Luiz Antônio Prósperi, de Morristown, 25 junho 2026 (17h42)
Vini Jr está nas bocas e telas do Brasil inteiro. Aclamado protagonista da Seleção Brasileira nos três jogos da fase de grupos da Copa 2026. Autor de quatro gols dos sete feitos pelo escrete de Carlo Ancelotti. Gols não resumem as proezas de Vini. Suas atuações encantam a torcida, os analistas internacionais e empolgam companheiros de Seleção a ponto de o levarem à cadeira cativa no Olimpo. Aí está o perigo. Ancelotti e seu entorno precisam evitar que Vini caia nessa armadilha. Uma Copa do Mundo elege seus deuses quando o evento chega a seu destino.
Não tenham pressa.

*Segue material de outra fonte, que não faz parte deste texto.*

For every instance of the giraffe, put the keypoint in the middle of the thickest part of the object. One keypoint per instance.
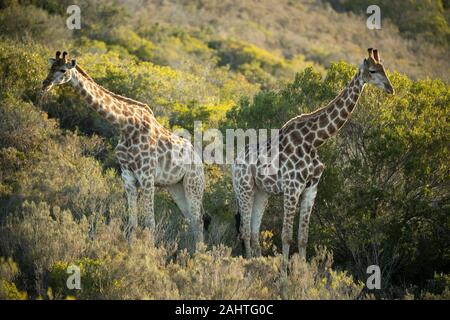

Não queiram fazer de Vini, o Jairzinho da Copa 70, o Romário da Copa 94 e o Ronaldo Fenômeno da Copa 2002, autores de gols da Seleção em todos os jogos da fase de grupos. Essa marca ele já tem.
Superamos agora a primeira parte da Copa 2026. Ainda teremos mais cinco missões pela frente. E a Seleção precisa de Vini de cabeça fresca, sem encarnar que ele é quem vai decidir a parada. Jogar leve. Voo de borboleta.

Se Vini se deixar levar pelo encantamento de agora, pode cair na tentação de ser o magnífico.
Recomenda a história dos craques nas Copas continuar concentrado. Entender seus limites e seus tentáculos sob pena de perder o improviso, inibir sua genialidade.
Cabe a Ancelotti domar a fera. Acarinhar. Sustentar Vini com os pés no chão. Não é hora de se preocupar com a idolatria nem atender ao chamamento dos torcedores. Um gol perdido, um pênalti desperdiçado, e a faca torce.
Tudo o que Vini precisa é de paz de espírito. A sua hora de ser um dos deuses do futebol brasileiro está bem ali. Não se afobe.
A paixão da arquibancadas hoje pode ser ódio amanhã.